Sanctuary is a new opera by Bristolian composer Mathew Pearson. It’s scored for four singers and a quintet – flute, clarinet and string trio. It's a genuinely character-based story about love, family, discrimination, ignorance, trust, belief and what happens when people are put to the test.
Performing an opera presents challenges on many fronts. This production has good points and not so good ones. First, the not so good ones. There is little dynamic variety throughout the performance – it’s virtually all “mezzo forte”. The singing is occasionally not in tune. The staging is mostly static and some of the singers have the bad habit of singers everywhere – they sing out front instead of making eye contact with their fellow performers.
Now the good points. The music is arresting and the musical argument persuasive. For all Pearson’s international list of claimed influences, I am most reminded of the English composer Alan Rawsthorne. The writing is sympathetic, both for the singers and the players. There are even some good tunes. Pearson is plainly gifted and I have no doubt that he will develop a highly individual style and voice.

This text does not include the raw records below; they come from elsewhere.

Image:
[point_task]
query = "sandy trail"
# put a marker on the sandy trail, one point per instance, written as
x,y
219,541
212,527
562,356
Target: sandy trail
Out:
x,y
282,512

The words are also real and convincing. The writer has not shied away from the most contemporary language; "some random man", "what’s the worst that could happen?" etc. It’s not done archly or self-consciously but because it’s real. If only more opera libretti were like that.
Finally, Sanctuary is a real opera about real people in a testing situation – the stuff of good drama. It’s contemporary and political and engaged and raw and unpretentious. And well worth an hour of your time.